1780 ENGLISH POETRY 1579-1830: SPENSER AND THE TRADITION

Aaron Hill

Thomas Davies, in Memoirs of the Life of David Garrick (1780) 1:131-32, 155-57.



Mr. Hill in person was tall and genteel; in advanced life, his figure, air, and manner, were gracefully venerable; with a warm and benevolent mind, he had the delicate address and polite manners of the complete gentleman....

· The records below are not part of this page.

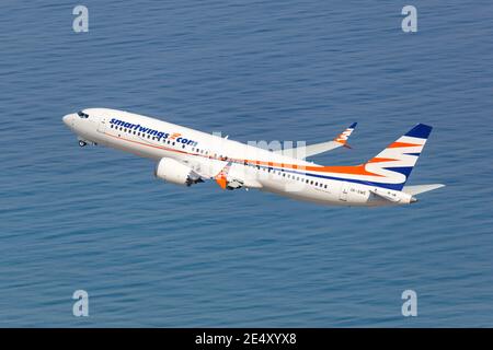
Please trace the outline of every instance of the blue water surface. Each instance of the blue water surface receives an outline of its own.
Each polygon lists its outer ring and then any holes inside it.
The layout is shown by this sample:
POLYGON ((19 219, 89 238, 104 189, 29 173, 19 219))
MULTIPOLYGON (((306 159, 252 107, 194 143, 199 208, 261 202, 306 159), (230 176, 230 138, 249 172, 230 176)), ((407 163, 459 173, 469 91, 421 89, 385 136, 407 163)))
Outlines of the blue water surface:
POLYGON ((3 0, 0 326, 493 326, 491 1, 3 0), (331 208, 163 184, 77 145, 110 107, 231 139, 332 139, 349 165, 434 126, 405 208, 331 208), (72 293, 90 316, 72 315, 72 293), (417 293, 403 317, 401 293, 417 293))

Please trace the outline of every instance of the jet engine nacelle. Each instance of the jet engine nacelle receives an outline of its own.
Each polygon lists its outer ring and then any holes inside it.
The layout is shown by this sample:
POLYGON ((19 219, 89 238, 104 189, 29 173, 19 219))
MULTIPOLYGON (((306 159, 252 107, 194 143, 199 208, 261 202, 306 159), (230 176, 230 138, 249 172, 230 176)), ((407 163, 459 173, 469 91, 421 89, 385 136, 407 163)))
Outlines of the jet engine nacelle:
POLYGON ((156 165, 154 176, 176 185, 191 186, 203 182, 192 168, 171 158, 163 158, 159 161, 156 165))

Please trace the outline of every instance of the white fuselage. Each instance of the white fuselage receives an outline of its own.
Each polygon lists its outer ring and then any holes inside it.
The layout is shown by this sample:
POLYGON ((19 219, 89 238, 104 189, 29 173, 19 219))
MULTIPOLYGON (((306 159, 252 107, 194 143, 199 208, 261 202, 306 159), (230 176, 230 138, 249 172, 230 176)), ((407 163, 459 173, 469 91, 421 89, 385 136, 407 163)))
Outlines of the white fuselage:
POLYGON ((88 117, 64 117, 80 140, 156 161, 173 159, 204 177, 215 178, 230 163, 228 177, 241 178, 242 187, 295 199, 339 206, 389 206, 411 200, 401 191, 328 178, 317 171, 322 165, 159 119, 107 108, 83 112, 88 117), (382 199, 375 190, 398 200, 382 199))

Aaron Hill had certainly great claim to our regard, both as a man and an author. The business of his life consisted in performing, or wishing to perform, acts of benevolence; his supreme pleasure, to relieve the wants of his supreme pleasure, to relieve the wants of others, unmindful of his own. As an author, his merit is unquestionable; allowing for some peculiarities in his stile, we must confess that he had an uncommon grandeur of thinking, and a nervous manner of expressing his sentiments. This, indeed, he laboured too much, and sometimes till he removed that grace of simplicity which is the principal ornament of fine writing. His frequent use of compound epithets, with adverbs joined to participles or adjectives, rendered his style subject to the censure of obscurity and bombast.

But, in all his writings, there is sound good sense, and sometimes an uncommon vein of poetry; his worst fault was an affectation of expressing himself too pointedly, and forcibly; and this we find gently hinted in the letter written to him by lord Bolingbroke. His friendship with Mr. Pope was owing to some lines in the Dunciad, which he resented in a poem called the Caveat, or Progress of wit; in the beginning of which Pope is thus described,

Tuneful Alexis, on the Thames' fair side,
The ladies' plaything, and the muse's pride,
With merit popular, with wit polite,
Easy, though vain; and elegant, though light;
Desiring and deserving others praise,
Poorly accepts a fame he ne'er repays;
Unborn to cherish, sneakingly approves,
And wants the soul to spread the worth he loves.

This was fixing Pope's accusation of Addison's envy upon himself. I have with some pleasure, though not with equal knowledge, dwelt on the life and writings of a man who took such delight in the entertainments of the stage, and was not only a considerable dramatic writer, but almost the only gentleman who laboured assiduously to understand the art of acting, and who took incessant pains to communicate his knowledge of it to others. He left a fragment called an Essay on the Art of Acting, which, it is much to be lamented, that he did not live to complete; what remains is worth an actor's consideration.